Buscando a Kafka en Praga
Buscando a Kafka en Praga

Por Daniel Dessein

Para LA GACETA - PRAGA

“Aquí está mi instituto; en aquel edificio del lado opuesto, mi universidad. Un poco más hacia la izquierda se encuentra mi despacho. En este pequeño círculo está encerrada toda mi vida”, le dice Franz Kafka a Friedrich Thierberger, su maestro de hebreo, mientras dibuja un círculo en el aire con su dedo índice. Una de las primeras cosas que puede constatar un recién llegado a Praga es que la mayor parte de la existencia del autor de El castillo se desarrolló en un radio que abarca unas pocas manzanas en torno de la plaza central de la ciudad. Caminando unas pocas cuadras encontramos, señaladas por placas de bronce adheridas a la pared, su casa natal, distintas viviendas que habitó con su familia y otras en las que vivió solo, la tienda de su padre, sus lugares de trabajo y los cafés que frecuentaba, intercalados por innumerables negocios que venden postales, láminas y remeras con la imagen del escritor. Otra cosa que puede constatar un visitante, después de algunas horas recorriendo Praga, es que no es fácil descubrir -si es que se ignoran- datos precisos sobre el dueño de esa figura lúgubre que se recicla en los locales comerciales. Un primer paso que espontáneamente podría dar quien intenta indagarlos es interrogar a los encargados de las distintas casas en las que vivió Kafka, que han sido convertidas en pequeños museos o librerías. En mi caso, los resultados fueron sorprendentes. Ninguno de ellos tenía una idea suficientemente clara de quién había sido el particular habitante de esos sitios que constituía la fuente de sus ingresos.

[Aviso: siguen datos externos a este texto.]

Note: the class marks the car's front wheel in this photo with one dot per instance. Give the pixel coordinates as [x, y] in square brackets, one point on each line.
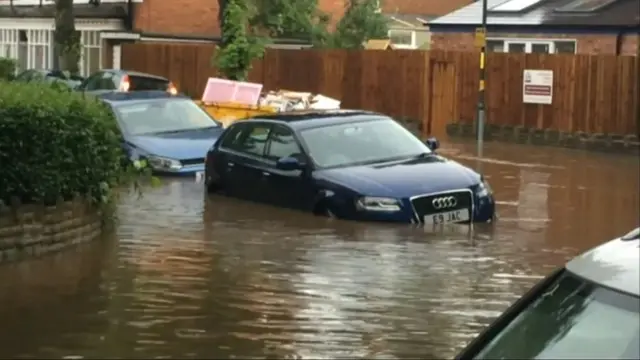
[323, 210]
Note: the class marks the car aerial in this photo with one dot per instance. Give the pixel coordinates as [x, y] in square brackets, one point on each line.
[50, 76]
[589, 309]
[108, 80]
[170, 132]
[347, 164]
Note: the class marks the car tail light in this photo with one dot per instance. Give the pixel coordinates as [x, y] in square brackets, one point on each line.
[125, 84]
[171, 89]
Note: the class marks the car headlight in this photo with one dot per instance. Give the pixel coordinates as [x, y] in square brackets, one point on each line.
[369, 203]
[166, 164]
[483, 189]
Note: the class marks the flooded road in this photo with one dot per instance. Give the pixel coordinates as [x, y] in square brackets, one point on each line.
[218, 278]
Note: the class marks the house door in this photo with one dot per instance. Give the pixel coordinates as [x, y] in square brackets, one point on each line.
[117, 56]
[443, 97]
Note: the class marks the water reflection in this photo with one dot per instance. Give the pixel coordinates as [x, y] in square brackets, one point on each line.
[220, 278]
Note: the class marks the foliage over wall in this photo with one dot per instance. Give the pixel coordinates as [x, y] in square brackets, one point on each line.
[55, 143]
[7, 68]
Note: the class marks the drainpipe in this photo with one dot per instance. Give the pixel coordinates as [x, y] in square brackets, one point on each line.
[637, 85]
[619, 36]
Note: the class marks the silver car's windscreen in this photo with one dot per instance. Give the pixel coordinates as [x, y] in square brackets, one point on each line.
[162, 116]
[361, 143]
[572, 319]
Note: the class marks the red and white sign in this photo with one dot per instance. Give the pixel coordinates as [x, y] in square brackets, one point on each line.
[537, 87]
[228, 91]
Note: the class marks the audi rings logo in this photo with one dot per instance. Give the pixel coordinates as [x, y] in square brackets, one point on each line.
[444, 202]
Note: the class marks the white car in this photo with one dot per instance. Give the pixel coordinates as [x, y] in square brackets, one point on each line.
[589, 309]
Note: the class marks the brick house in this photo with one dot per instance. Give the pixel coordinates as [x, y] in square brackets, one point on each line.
[544, 26]
[26, 26]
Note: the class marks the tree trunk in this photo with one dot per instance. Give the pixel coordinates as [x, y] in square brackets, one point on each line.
[67, 39]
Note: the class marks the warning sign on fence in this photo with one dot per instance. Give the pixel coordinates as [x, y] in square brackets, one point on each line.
[537, 86]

Mi segundo paso fue rastrear a Kafka en la Secretaría de Cultura local. Allí me recomendaron un tour individual especializado en el escritor. Eso hice y los resultados no fueron menos sorprendentes. Mi guía, mientras iniciábamos nuestro recorrido, comenzó diciendo que Kafka había sido un psicópata que había muerto a los 30 años, sin publicar una sola línea, y que, por alguna misteriosa razón, había sido beatificado, tiempo después, por la elite intelectual de Europa occidental.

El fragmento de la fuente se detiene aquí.